Assets, properties targeted as UK tries to stem flood of dirty money from abroad
The Criminal Finances Bill, introduced on Thursday, would force suspected criminals to prove their source of finance through “unexplained wealth orders” or risk having their assets seized.
The Serious Fraud Office (SFO) and HM Revenue and Customs (HRMC) will be able to apply to the High Court for an order forcing the owner of an asset to explain how they obtained the funds to purchase it. If the owner fails to demonstrate how they acquired a property or a piece of jewelry, agencies will be able to seize it.
The law is designed to close a loophole which has left the authorities powerless to seize property from overseas criminals unless the individuals are first convicted in their country of origin.
“This legislation will ensure the UK is taking a world-leading role in cracking down on corruption and send a clear message to criminals – we will take your liberty and your money,” said Security Minister Ben Wallace, who announced the bill.
London’s property market has allegedly become a safe haven for corrupt politicians, tax evaders and criminals to store the proceeds of international corruption.
Even after hosting a summit on anti-corruption and money laundering earlier this year, the UK has continued to come under pressure.
Huge amounts of corrupt wealth is laundered through the capital’s banks, with the National Crime Agency believing up to £100 billion (US$122 billion) of tainted cash could be passing through the UK each year.

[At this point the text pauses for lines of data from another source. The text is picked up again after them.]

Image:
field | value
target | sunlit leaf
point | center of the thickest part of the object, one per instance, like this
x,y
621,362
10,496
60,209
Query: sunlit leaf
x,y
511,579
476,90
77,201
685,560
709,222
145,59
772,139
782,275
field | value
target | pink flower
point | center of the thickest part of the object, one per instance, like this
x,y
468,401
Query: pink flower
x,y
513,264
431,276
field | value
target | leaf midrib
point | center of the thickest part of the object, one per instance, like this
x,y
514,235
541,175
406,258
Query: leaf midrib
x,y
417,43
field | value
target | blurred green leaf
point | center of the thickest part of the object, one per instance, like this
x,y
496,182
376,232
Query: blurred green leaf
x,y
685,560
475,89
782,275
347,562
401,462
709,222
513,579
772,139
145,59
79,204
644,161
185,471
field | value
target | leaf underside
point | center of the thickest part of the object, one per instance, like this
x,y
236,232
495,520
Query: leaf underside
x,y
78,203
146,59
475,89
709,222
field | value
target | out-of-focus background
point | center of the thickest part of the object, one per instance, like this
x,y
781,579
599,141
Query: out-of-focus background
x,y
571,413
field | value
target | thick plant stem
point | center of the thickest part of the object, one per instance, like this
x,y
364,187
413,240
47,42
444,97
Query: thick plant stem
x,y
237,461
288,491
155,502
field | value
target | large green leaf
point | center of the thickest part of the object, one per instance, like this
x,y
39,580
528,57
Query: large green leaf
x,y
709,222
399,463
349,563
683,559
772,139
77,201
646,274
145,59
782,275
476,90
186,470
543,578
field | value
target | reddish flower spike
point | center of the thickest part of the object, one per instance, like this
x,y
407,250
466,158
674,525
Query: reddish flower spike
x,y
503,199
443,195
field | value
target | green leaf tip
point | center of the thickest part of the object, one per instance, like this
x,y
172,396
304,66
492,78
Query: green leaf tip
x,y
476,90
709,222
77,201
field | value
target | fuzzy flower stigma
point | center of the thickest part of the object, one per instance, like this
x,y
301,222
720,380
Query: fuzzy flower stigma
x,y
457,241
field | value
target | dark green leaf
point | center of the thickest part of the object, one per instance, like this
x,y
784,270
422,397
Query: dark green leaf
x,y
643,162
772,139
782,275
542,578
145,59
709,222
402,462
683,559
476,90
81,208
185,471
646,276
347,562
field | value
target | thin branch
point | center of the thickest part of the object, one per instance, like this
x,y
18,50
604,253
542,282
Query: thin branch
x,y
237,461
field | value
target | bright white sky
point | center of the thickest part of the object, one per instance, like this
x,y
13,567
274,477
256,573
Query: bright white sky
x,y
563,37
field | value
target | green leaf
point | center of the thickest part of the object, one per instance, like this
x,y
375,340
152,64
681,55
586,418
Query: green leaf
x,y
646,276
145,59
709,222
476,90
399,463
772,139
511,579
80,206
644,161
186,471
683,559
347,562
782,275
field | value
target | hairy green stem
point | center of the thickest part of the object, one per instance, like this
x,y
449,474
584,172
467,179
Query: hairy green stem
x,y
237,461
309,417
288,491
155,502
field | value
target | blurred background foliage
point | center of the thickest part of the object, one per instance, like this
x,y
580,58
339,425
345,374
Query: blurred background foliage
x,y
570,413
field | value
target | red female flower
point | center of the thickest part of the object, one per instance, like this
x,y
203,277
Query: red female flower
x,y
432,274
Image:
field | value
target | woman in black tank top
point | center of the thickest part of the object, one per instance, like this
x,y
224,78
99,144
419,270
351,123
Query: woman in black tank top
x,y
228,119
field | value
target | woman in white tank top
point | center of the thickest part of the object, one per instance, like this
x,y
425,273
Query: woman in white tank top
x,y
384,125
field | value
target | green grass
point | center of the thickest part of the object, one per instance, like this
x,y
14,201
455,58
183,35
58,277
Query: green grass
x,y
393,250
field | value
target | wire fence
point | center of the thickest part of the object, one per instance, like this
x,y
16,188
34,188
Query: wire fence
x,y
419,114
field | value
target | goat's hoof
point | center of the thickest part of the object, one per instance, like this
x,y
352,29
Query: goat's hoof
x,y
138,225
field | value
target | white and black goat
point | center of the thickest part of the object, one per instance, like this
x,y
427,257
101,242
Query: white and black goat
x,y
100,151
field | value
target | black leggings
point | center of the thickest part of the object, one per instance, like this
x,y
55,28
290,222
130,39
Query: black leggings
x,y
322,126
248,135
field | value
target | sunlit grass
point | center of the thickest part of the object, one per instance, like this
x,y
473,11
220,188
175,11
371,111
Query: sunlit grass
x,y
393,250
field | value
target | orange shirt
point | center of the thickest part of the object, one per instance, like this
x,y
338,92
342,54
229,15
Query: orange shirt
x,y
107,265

The Guardian revealed through the Panama Papers how a powerful member of Libyan dictator Muammar Gaddafi’s inner circle had built a multimillion-pound portfolio of boutique hotels in Scotland and luxury homes in London.
Scottish police have confirmed they are investigating, but Libya’s request for an asset freeze has not been implemented.
Research published by Transparency International in 2015 found more than 36,000 London properties were owned by offshore companies whose source of wealth was unknown or unverified.
Depending on how quickly it passes through Parliament, the bill could come into force early next year.